Alyssa Rosenberg on being a writer:

My experience has been, as Daniel Strauss says, that people become artists, or in the case of journalists, artisans (I wish that term hadn’t fallen into disuse. It lends a level of precision to the space between the novel and the corporate report.) because they can’t stop doing whatever it is they love: write, paint, sing, compose, act, etc. And I think that inability to stop comes from a match between talent and desire. I write much better than I draw, paint or collage, despite the classes I’ve taken in the latter disciplines, and I keep writing because it’s the way I’m best capable of expressing the ideas and capturing some of the beauty I was, um, less than capable of capturing through art.

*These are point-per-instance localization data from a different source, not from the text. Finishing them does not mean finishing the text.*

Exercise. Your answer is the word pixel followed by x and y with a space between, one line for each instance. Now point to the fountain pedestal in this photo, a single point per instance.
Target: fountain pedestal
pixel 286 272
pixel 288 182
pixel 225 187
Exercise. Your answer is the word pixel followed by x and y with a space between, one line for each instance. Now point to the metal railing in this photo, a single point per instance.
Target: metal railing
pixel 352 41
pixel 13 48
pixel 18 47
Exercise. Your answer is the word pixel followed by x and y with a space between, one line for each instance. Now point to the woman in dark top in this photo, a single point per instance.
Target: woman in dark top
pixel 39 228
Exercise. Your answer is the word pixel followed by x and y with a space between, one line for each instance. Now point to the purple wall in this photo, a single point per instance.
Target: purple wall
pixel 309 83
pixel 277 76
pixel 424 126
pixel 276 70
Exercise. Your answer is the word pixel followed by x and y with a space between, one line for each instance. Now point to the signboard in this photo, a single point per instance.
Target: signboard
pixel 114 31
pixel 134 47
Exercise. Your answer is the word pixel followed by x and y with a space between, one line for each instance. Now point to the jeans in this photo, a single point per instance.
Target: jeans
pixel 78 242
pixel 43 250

When I first read that, I thought “yeah, that’s right.” Then I thought the better of it. Certainly I know some people who are basically professional writers but who actually hate writing. What they love is the reporting — calling people, finding stuff out, getting the story. When it comes time to actually put pixel to monitor, they find themselves full of anxiety. But maybe that’s just another way of saying the same thing; that a compulsive need to do the thing is still the driving force, but it’s just not a compulsive need to write.

But certainly for the high-volume blogger, I just don’t see how you could succeed unless you had a maniacal urge to write. And that’s something I’ve always had. Before I owned an air card, half of my train or bus trips to and from New York would inevitably result in me starting a novel of some sort. Not because I want to write a novel, but just because it seemed inconceivable to sit for that long with a laptop in my bad without writing something. Before there were blogs, I was always writing in a journal and apparently my grandfather did the same thing for decades. Consequently, I find it to be a great privilege to have a job where I can just write all the time, about all kinds of stuff, more-or-less at random. For me writing-as-such has always been a necessary activity, and trying to find constructive venues in which to do it a bit problematic. The blog solves the problem.